Dass der derzeit in Ellierode nicht zu hören sei, liege allerdings nicht an der Klage, sondern sei auf einen Defekt an der Uhr zurückzuführen.

Vorgehensweise könnte inneren Frieden im Dorf belasten

„Wir hätten uns gewünscht, dass der Kläger gewartet hätte, bis die Reparatur der Uhr abgeschlossen ist,“ betont Kreitz. Die Vorgehensweise im Streit um das Geläut werde „den inneren Frieden in Gemeinde und Dorf erheblich belasten“.

Wilfried Schütte, der bereits im vergangenen Jahr den Streit um die Kirchturmuhr mit einer Unterschriftenliste ins Rollen gebracht hatte, weist diesen an ihn gerichteten Vorwurf zurück und betont, dass selbst der Ellieröder Pastor damals zu den 28 Unterzeichnern gehört habe, die rund um die Kirche wohnen und daher besonders betroffen seien.

„Es ging nämlich keinesfalls darum, das Läuten der Kirche zu verbieten“, betont Schütte.
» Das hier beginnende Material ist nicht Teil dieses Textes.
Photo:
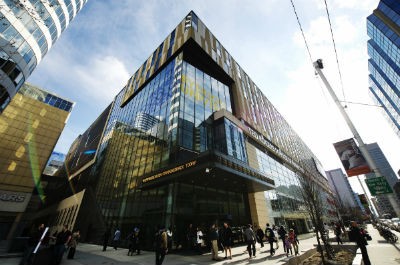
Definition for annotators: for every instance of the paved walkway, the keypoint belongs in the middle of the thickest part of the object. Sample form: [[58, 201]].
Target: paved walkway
[[380, 252]]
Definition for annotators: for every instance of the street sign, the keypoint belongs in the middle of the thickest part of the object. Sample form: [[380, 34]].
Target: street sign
[[378, 186]]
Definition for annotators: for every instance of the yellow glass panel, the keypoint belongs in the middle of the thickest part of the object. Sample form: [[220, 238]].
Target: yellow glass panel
[[28, 137], [3, 126], [20, 151], [35, 124], [43, 112], [12, 166]]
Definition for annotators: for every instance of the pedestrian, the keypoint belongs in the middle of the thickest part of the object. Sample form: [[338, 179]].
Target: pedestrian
[[326, 230], [356, 235], [293, 241], [34, 239], [270, 235], [288, 246], [62, 241], [130, 240], [136, 241], [199, 240], [282, 233], [191, 237], [260, 236], [227, 240], [106, 238], [116, 238], [213, 237], [250, 238], [338, 232], [169, 238], [73, 243], [161, 244]]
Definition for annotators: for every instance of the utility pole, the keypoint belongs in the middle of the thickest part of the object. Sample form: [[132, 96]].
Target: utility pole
[[318, 66]]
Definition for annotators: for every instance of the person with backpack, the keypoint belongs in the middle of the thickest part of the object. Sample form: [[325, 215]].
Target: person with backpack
[[160, 244], [260, 236], [117, 237], [251, 241], [282, 233], [269, 233], [338, 232]]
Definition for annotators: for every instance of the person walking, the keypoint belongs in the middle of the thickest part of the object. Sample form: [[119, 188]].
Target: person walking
[[293, 241], [227, 240], [250, 238], [106, 237], [355, 235], [338, 232], [288, 246], [213, 237], [136, 241], [260, 236], [117, 237], [282, 233], [62, 241], [269, 233], [73, 243], [199, 240], [34, 239], [161, 245]]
Als direkter Nachbar der Kirche habe er nur erreichen wollen, dass der viertelstündige Doppelschlag entfällt. „Den gibt es übrigens erst seit 1998 in dieser Form, und er wurde damals gegen den Willen der Mehrheit eingeführt“, weiß Schütte zu berichten. Von einer alten Tradition könne also gar nicht die Rede sein.

Dass er sich erst jetzt zu Wort melde, liege daran, dass die Lautstärke des Glockenschlags zugenommen habe, vermutlich aufgrund von Abnutzungserscheinungen und weil einige hohe Bäume, die vorher wohl den Schall gedämpft hätten, entfernt worden seien. Schütte berichtet, dass er sein Anliegen in mehreren öffentlichen Kirchenvorstandssitzungen vorgetragen habe.

Auf sein Frage, warum denn der viertelstündliche Glockenschlag in Zeiten von Handys noch so wichtig für die Menschen sei, habe er unter anderem zu hören bekommen, dass man im Winter das Handy nicht aus der Tasche nehmen könne, weil die Finger so kalt seien.

Die Klage als letztes Mittel

Argumentationen wie dieses hätten dann bei ihm zu der Erkenntnis geführt, dass eine sachliche Diskussion über das Thema nicht möglich sei. Insofern sei die Klage jetzt das letzte Mittel, um die Sache zu klären.

Pastor Horst Metje wollte die Klage mit Hinweis auf das schwebende Verfahren auf HNA-Anfrage nicht kommentieren, bestätigte aber, dass er zu den Unterzeichnern der Unterschriftenliste gehört.

Auch er würde die Abschaffung des bisherigen viertelstündigen Glockenschlags begrüßen. Das Votum der Befragung innerhalb der Kirchengemeinde Ellierode-Hettensen müsse er aber akzeptieren.